NetBeans też całkiem sobie radzi z refaktoryzacją:
list.stream().filter((i) -> (i != 0)).forEach((i) -> { response.add(i.toString()); });
może nie tak piękne, ale nie ma wspomnianego bólu przy nowej wersji.
Ja używam czarne na białym bo regularnie przełączam między IntelliJem a przeglądarką. Jak wiadomo większość stron jest czarna na białym, więc takie przełączanie czasem boli, jeśli przełącza się z czarnego ekranu na biały.
Ale jak kto woli, w końcu osobiste ustawienia kolorów to sprawa bardzo subiektywna.

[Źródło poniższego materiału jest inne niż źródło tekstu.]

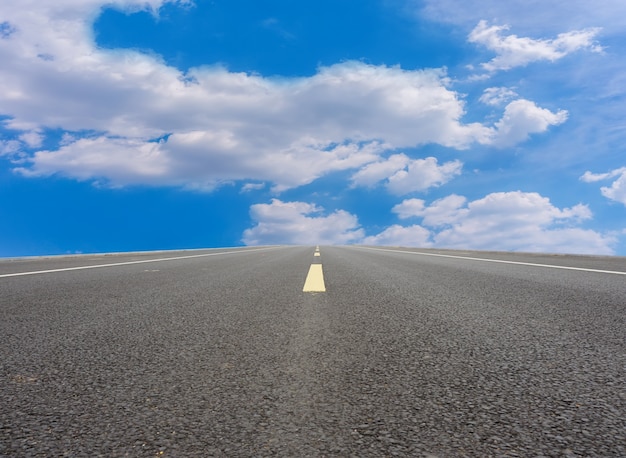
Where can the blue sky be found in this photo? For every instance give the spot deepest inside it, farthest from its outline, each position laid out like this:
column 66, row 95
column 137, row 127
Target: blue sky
column 142, row 125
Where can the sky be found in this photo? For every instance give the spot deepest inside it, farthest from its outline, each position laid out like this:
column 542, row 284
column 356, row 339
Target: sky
column 132, row 125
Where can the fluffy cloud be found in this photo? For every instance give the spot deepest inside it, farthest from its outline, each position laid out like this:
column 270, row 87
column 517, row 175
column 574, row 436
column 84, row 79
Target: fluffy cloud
column 396, row 235
column 522, row 118
column 403, row 175
column 133, row 119
column 513, row 51
column 497, row 95
column 533, row 16
column 509, row 221
column 295, row 223
column 617, row 190
column 440, row 213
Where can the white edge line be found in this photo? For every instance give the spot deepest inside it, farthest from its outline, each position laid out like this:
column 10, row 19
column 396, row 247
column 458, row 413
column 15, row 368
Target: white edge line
column 18, row 274
column 550, row 266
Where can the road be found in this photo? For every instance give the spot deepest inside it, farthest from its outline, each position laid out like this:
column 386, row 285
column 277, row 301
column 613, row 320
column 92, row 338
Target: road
column 404, row 353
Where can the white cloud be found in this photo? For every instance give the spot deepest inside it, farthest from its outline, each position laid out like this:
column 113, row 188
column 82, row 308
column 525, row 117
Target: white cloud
column 509, row 221
column 396, row 235
column 295, row 223
column 442, row 212
column 248, row 187
column 497, row 95
column 218, row 126
column 522, row 118
column 513, row 51
column 617, row 190
column 533, row 16
column 403, row 175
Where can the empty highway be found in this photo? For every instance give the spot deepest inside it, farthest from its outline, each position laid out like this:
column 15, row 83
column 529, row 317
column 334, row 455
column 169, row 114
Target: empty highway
column 293, row 351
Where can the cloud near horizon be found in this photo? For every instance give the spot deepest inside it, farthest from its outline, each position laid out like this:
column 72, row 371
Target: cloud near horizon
column 502, row 221
column 617, row 190
column 513, row 51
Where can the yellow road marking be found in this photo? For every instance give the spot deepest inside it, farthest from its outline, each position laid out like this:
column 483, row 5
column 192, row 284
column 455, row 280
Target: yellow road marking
column 314, row 282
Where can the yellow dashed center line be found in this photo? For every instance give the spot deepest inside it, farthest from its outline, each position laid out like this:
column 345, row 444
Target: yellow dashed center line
column 314, row 282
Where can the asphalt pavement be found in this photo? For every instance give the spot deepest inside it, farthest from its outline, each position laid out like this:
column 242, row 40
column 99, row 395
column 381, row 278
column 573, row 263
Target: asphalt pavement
column 406, row 352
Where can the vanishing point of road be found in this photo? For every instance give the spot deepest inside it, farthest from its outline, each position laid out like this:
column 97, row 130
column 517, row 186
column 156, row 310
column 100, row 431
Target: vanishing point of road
column 298, row 351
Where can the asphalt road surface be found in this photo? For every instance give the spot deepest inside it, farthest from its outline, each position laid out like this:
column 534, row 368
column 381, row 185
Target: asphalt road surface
column 221, row 353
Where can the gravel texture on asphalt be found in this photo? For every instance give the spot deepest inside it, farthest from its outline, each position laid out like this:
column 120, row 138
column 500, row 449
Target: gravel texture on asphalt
column 226, row 356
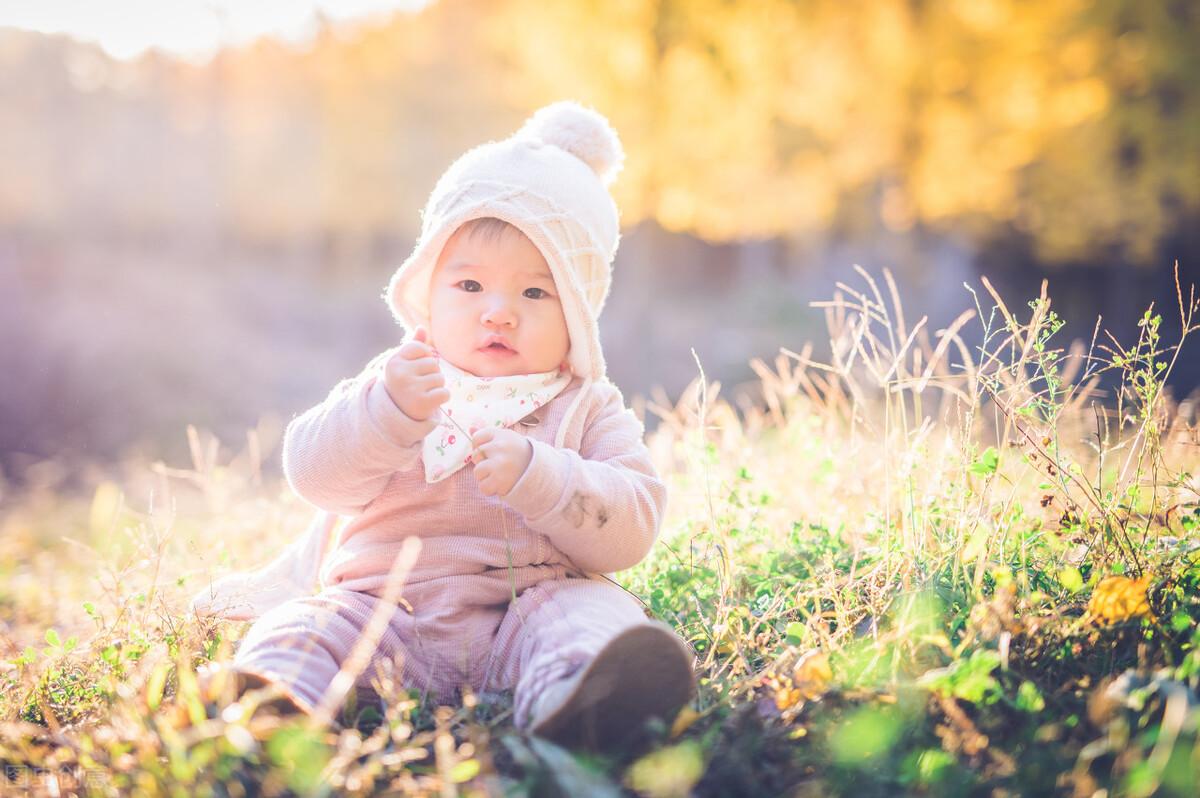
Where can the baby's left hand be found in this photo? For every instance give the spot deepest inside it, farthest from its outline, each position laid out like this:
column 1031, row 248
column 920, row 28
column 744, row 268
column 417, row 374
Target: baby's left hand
column 501, row 457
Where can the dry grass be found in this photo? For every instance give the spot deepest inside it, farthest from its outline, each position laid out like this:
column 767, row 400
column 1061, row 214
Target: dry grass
column 919, row 568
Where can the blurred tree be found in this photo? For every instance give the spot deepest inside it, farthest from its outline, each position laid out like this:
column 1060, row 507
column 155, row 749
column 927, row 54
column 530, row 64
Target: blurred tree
column 1074, row 124
column 1077, row 124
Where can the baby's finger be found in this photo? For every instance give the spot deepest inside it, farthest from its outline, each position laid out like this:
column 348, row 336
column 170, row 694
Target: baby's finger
column 479, row 455
column 414, row 349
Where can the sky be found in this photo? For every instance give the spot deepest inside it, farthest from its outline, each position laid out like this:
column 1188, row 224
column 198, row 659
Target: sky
column 191, row 29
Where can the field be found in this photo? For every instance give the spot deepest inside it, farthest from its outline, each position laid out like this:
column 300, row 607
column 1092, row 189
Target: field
column 922, row 568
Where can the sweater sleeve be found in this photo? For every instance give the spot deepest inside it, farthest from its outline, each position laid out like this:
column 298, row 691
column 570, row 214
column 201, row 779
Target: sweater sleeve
column 341, row 454
column 601, row 505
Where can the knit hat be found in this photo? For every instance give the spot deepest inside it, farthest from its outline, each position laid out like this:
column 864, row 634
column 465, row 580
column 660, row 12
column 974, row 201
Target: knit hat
column 549, row 180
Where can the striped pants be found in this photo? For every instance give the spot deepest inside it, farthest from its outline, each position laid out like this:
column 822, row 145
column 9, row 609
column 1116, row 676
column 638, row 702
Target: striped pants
column 447, row 633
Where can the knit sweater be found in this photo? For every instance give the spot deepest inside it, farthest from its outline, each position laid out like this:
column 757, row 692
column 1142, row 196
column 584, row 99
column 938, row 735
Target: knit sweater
column 594, row 504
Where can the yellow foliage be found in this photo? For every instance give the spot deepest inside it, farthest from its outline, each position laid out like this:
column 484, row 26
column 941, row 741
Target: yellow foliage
column 1119, row 598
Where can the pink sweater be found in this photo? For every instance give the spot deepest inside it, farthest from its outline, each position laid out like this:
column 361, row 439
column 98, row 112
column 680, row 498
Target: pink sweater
column 595, row 504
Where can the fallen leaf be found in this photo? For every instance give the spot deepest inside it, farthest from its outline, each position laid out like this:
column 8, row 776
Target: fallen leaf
column 1119, row 598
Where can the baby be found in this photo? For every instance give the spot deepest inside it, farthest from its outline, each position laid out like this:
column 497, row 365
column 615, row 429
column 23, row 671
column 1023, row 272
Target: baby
column 493, row 436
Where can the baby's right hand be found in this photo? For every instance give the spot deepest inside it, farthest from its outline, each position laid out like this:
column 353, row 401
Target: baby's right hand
column 413, row 379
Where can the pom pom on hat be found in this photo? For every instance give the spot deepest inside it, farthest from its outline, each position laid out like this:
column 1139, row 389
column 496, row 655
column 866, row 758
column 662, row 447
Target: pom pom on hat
column 582, row 132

To moze jeszcze ja pytanie od siebie. Jeśli kupię IDEE 13, linecnję personal z roczną subskrybcją to oznacza, że mogę z niej korzystać tylko przez rok? Jak wygląda wtedy upgrade do 14?
Obecnie korzystam z wersji Early Access 14. Wiecie czy można z IntelliJ IDEA Early Access 14 korzystać komercyjnie?
Po prostu aktualizujesz do najnowszej wersji. Jeżeli wyjdzie w tym czasie "duża" wersja to masz prawo do niej się zaktualizować. Kilka lat temu (bodajże w wersji 11) zmieniono sposób zarządzania kluczami i wtedy był lekki cyrk z aktualizacją do nowszej wersji mając ważny stary klucz, ale szybko to naprawili.
Ta roczna subskrypcja to "upgrade subscription", a więc jak masz wersję X to możesz jej używać do śmierci, ale jak masz ważne upgrade subscription to możesz aktualizować do wersji X + 1 za darmo. Po aktualizacji upgrade subscription się nie przedłuża, a i zwykły upgrade też nie daje żadnej upgrade subscription.
Nowa wersja IntelliJ wychodzi co roku, więc w praktyce kupując wersję X dostanie się za darmo wersję X + 1, jeśli kupi się wersję z upgrade subscription (kiedyś chyba można było bez, dzisiaj chyba nowe licencje dostają upgrade subscription z automatu).